Oh, God, give me strength. I have none of my own. The way he looks at me makes me melt inside. He makes me weak.
“Make me understand,” Marcus said, and she knew he would wait until she answered.
“My father said the Lord chose his children before the foundation of the world, according to his kind intention.”
“Kind intention? Is it kind to keep you from enjoying what’s natural? You love me, Hadassah. I saw it in your eyes when you looked at me. I felt it when I touched you. Your skin was so warm. You were trembling, and it wasn’t with fear. Is it kind that your god makes us suffer this way?”
When he looked at her like that, she couldn’t think. She lowered her eyes.
Marcus came to her and tipped her chin up. “You can’t answer, can you? You think this god of yours is everything. That he’s enough. I tell you he isn’t. Can he hold you, Hadassah? Can he touch you? Can he kiss you?” His hand spread gently against her cheek, and when he saw how her eyes closed, his pulse jumped. “Your skin is hot and your heart is pounding as fast as mine.” He looked into her eyes, beseeching her. “Does your god make you feel the way I do?”
“Don’t do this to me,” she whispered and took his hand between both of hers. “Please don’t do this.”
He knew he had hurt her again, but he didn’t know why. He couldn’t understand anything and it filled him with grief and frustration. How could someone so gentle, so fragile, be so unbending?
“This god can’t even speak to you,” Marcus said raggedly.
“He does speak to me,” she said softly.
Marcus took his hand from hers. Search
ing her face, he saw she spoke the truth. Others had made such claims before: the gods said this, the gods said that. Whatever the gods said was to their own purpose. But now, as he looked into Hadassah’s eyes, he had no doubt—-and he was suddenly, inexplicably, afraid. “How? When?”
“Do you remember the story I told once about Elijah and the Baal prophets?”
He frowned slightly. “The man who called down fire from the heavens to burn his offering and then afterwards butchered two hundred priests?” He remembered. He had been amazed that Hadassah could tell such a bloody tale. He straightened and put distance between them. “What of it?”

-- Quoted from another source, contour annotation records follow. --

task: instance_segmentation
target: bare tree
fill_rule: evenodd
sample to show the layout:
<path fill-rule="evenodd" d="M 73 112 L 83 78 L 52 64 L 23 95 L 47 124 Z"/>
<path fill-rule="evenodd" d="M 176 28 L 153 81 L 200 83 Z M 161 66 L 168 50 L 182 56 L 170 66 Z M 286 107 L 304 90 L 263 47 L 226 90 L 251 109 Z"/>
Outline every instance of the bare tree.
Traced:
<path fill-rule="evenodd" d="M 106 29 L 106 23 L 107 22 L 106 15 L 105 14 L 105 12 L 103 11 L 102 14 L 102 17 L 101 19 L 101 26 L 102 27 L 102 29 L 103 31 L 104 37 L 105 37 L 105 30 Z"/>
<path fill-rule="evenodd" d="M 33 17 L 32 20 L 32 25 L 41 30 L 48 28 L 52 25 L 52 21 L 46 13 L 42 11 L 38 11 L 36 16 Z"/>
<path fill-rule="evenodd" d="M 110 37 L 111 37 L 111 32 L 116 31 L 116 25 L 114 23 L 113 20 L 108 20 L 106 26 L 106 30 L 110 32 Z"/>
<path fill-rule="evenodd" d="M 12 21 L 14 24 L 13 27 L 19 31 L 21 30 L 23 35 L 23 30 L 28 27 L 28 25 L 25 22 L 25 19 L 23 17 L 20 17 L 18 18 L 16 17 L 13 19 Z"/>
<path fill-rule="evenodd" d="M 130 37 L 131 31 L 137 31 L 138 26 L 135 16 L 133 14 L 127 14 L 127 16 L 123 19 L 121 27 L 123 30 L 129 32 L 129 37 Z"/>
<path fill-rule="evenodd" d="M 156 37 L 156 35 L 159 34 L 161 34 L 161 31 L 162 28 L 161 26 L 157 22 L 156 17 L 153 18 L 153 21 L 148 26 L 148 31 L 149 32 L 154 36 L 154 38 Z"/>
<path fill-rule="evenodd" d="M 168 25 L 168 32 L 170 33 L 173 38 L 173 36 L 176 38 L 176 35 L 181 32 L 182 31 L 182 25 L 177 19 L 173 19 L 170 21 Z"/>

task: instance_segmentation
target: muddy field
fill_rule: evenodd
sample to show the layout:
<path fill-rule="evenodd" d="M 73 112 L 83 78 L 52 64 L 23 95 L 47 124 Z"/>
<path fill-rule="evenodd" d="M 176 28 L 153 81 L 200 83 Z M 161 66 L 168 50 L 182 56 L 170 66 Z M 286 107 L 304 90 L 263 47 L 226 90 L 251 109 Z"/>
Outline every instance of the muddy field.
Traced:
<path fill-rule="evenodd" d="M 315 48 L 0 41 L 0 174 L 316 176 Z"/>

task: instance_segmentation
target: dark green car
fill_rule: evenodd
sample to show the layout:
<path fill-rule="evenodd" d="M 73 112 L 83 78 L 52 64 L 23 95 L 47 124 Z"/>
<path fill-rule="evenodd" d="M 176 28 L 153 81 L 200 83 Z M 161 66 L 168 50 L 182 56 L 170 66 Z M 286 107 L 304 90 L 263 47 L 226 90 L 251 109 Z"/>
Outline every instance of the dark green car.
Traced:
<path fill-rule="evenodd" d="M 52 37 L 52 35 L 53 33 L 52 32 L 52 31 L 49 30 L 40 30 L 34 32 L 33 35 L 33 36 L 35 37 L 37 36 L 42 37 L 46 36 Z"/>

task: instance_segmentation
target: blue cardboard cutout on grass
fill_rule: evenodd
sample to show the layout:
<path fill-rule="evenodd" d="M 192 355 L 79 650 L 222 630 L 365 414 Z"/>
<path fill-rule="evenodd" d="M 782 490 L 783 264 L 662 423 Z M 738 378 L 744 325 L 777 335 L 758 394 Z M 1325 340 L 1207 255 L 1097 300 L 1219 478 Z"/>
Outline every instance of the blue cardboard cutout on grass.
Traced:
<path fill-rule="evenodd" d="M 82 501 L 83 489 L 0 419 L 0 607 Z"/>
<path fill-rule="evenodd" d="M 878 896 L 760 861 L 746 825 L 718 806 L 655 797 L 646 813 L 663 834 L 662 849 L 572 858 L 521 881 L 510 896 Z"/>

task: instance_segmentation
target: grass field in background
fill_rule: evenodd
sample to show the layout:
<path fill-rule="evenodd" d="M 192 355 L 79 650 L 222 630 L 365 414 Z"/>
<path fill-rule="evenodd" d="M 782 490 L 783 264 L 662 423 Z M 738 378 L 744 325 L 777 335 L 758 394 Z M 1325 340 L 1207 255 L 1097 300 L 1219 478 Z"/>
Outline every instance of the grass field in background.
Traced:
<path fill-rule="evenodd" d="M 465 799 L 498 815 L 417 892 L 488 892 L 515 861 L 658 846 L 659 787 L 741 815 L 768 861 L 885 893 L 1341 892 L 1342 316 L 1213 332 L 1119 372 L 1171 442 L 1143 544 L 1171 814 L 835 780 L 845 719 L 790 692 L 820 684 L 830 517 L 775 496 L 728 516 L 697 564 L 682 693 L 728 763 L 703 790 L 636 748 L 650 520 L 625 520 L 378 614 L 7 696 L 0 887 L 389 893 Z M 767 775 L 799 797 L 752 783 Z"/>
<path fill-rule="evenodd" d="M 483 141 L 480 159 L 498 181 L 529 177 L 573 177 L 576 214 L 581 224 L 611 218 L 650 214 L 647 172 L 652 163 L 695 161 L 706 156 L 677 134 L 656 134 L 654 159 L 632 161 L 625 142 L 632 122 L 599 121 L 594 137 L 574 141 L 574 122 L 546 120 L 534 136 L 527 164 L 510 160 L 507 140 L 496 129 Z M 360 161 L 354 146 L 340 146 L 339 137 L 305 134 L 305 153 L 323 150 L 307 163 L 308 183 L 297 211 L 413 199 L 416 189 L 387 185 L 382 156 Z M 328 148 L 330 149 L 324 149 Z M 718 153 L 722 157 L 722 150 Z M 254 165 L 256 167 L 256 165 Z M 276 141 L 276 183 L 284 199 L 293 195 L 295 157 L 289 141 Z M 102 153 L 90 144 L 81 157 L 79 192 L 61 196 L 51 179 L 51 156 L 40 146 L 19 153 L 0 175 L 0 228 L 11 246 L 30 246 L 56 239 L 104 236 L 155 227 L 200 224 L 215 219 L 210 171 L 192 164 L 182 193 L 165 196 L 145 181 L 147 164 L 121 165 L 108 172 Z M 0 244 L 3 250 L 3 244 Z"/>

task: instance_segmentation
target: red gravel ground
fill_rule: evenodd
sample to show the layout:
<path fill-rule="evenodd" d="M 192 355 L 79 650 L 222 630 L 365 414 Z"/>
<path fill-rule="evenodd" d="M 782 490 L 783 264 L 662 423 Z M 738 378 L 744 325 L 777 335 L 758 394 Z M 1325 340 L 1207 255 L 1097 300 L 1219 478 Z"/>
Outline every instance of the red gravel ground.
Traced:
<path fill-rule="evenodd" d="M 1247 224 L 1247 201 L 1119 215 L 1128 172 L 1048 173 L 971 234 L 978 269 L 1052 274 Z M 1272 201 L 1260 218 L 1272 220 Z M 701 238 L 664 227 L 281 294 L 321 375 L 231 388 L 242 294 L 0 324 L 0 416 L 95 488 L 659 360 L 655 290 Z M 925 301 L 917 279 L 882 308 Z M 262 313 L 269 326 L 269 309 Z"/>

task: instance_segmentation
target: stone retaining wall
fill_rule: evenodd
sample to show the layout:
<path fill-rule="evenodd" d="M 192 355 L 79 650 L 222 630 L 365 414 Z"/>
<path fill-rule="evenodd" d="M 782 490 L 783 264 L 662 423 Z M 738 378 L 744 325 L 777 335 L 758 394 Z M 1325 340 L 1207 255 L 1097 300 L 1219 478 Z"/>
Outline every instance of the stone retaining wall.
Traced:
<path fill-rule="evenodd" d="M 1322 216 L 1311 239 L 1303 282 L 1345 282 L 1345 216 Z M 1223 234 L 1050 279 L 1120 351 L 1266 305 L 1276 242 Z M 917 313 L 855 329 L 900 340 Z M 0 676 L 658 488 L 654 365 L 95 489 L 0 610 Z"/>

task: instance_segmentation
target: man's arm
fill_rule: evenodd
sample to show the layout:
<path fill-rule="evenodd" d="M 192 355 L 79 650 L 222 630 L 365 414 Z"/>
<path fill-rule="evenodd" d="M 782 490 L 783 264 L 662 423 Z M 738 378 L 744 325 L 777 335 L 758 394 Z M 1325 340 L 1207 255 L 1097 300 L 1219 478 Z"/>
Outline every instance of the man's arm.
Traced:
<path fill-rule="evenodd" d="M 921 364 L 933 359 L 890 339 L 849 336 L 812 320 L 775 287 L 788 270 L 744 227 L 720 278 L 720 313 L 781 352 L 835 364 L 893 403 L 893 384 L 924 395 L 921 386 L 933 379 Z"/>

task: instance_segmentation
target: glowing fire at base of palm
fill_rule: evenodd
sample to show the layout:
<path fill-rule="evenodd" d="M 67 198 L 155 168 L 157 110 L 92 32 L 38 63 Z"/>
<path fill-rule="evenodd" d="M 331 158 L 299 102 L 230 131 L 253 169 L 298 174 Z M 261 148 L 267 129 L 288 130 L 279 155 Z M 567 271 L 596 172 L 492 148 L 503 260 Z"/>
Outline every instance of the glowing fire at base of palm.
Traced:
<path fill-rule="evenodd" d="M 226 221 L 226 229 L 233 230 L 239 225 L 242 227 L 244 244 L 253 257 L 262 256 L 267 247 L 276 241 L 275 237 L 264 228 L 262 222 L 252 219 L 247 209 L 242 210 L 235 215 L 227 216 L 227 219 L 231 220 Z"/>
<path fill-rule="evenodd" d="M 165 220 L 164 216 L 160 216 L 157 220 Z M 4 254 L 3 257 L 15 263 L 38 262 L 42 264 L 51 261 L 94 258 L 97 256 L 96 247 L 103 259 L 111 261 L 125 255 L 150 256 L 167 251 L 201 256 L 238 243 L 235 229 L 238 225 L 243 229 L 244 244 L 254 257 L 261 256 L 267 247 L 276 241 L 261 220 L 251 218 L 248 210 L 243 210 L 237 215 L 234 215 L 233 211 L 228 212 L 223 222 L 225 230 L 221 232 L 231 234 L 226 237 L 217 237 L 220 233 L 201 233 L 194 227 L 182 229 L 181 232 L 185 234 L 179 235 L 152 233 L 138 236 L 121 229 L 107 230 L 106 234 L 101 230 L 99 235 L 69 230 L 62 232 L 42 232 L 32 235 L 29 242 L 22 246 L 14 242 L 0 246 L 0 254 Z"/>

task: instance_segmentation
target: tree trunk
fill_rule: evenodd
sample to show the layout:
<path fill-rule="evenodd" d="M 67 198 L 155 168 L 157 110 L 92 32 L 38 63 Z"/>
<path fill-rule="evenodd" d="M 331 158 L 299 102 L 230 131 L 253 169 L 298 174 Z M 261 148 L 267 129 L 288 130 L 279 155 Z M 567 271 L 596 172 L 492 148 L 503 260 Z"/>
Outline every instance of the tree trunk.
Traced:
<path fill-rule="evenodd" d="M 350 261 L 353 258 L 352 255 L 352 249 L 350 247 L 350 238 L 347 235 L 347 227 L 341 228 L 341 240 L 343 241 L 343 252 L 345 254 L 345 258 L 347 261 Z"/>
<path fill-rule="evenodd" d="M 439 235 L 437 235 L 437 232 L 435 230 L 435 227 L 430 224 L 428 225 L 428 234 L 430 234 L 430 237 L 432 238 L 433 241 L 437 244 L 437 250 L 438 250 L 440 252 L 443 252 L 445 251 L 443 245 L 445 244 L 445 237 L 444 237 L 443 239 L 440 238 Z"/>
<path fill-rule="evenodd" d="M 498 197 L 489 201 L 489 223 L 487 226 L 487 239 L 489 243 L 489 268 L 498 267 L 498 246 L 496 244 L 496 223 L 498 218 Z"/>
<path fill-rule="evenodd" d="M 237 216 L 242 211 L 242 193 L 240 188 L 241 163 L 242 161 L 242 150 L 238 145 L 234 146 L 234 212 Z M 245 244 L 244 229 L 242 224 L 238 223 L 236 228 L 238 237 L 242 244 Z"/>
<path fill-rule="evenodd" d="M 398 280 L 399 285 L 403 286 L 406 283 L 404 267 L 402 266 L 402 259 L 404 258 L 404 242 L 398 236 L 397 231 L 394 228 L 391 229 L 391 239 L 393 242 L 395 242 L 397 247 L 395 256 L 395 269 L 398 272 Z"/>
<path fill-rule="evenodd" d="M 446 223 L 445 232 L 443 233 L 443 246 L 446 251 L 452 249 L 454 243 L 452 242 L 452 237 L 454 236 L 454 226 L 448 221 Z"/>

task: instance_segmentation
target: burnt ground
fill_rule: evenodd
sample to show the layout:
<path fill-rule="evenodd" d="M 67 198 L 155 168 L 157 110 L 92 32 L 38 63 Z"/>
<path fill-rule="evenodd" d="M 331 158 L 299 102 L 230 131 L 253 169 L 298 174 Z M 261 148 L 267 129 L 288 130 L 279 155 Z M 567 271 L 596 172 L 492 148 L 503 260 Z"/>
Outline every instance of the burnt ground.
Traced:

“After Elijah destroyed the priests, Queen Jezebel said she would do the same to him, and he ran away because he was afraid.”
“Afraid of a woman?”
“Not just any woman, Marcus. She was very evil and very powerful. Elijah ran away into the wilderness to hide from Jezebel. He asked God that he might die, but God sent an angel to minister to him instead. The food the angel of the Lord gave him enabled Elijah to travel forty days until he reached Horeb, the mountain of God. Elijah found a cave there and lived in it. It was then that the Lord came to him. A strong wind came and broke the rocks, but God wasn’t in the storm. Then an earthquake and a fire came, but the Lord was not in them, either. And then, as Elijah was protected in the cleft of a rock, he heard God speak.”
She looked up at Marcus, and her eyes were soft and radiant, her face strangely aglow. “God spoke in a gentle whisper, Marcus. A still, small voice. A voice in the wind . . .”
Marcus felt a strange tingling sensation down his spine. Defensive, his mouth curled. “A wind.”
“Yes,” she said softly.
“There’s a breeze today. If I stand outside on the terrace, could I hear the voice of this god of yours?”